Н.Л. - Как таковой экскурсии не запланировано, но я сам попросил, чтобы мне показали город. Что-то я увидел, когда ехал из Ростова, мимо тех мест, где шли бои, видел обстрелянные заборы, разрушенные крыши… Что-то там уже отреставрировано, дороги в очень хорошем состоянии. Сейчас же, перед концертом, я как раз собираюсь погулять по Донецку, посмотреть, пофотографировать, хотя времени немного. А завтра я еще зайду в школу искусств.
- Достаточно традиционный вопрос: не боитесь ли вы санкций или возможных трудностей с концертами за рубежом после приезда на Донбасс?

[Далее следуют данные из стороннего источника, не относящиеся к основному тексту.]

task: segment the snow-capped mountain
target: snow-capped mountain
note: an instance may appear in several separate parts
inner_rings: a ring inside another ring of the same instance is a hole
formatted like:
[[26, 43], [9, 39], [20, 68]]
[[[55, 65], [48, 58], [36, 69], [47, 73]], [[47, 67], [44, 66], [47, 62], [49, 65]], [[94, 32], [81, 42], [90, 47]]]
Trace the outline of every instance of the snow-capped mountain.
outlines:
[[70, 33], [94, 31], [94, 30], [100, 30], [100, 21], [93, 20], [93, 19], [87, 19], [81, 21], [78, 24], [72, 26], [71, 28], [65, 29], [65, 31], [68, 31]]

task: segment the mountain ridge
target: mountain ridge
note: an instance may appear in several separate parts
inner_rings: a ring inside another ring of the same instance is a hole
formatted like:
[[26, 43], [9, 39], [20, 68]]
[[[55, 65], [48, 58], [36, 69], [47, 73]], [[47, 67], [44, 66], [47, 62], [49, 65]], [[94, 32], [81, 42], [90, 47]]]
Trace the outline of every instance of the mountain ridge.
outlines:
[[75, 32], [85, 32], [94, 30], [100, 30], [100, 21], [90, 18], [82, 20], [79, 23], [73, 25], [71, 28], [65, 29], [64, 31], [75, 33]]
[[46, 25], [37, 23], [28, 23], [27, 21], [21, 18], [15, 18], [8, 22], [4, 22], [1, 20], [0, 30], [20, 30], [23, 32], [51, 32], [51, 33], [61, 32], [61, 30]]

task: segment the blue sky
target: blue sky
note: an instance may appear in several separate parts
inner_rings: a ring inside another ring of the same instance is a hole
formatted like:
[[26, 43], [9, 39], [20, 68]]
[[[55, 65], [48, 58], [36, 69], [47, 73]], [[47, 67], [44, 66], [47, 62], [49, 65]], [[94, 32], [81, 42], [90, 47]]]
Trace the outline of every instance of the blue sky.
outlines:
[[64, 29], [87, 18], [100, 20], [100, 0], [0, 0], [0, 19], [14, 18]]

Н.Л.: - Я очень много бываю в Европе и Америке, где большинство населения – это нормальные люди, в основном, аполитичные. Санкции и финансирование войны же исходят от очень маленькой прослойки людей – очень влиятельной, но маленькой. Я, к счастью, с этими людьми никак не сталкиваюсь. Но если кому-то придет в голову вводить какие-то санкции, если эти люди захотят наказать любителей музыки других стран, мне будет удивительно. Хотя как будет, так и будет. Честно говоря, я думаю, что этого не произойдёт. Я не политик, я играю музыку для людей. Я очень рад быть в Донецке и с удовольствием приеду снова.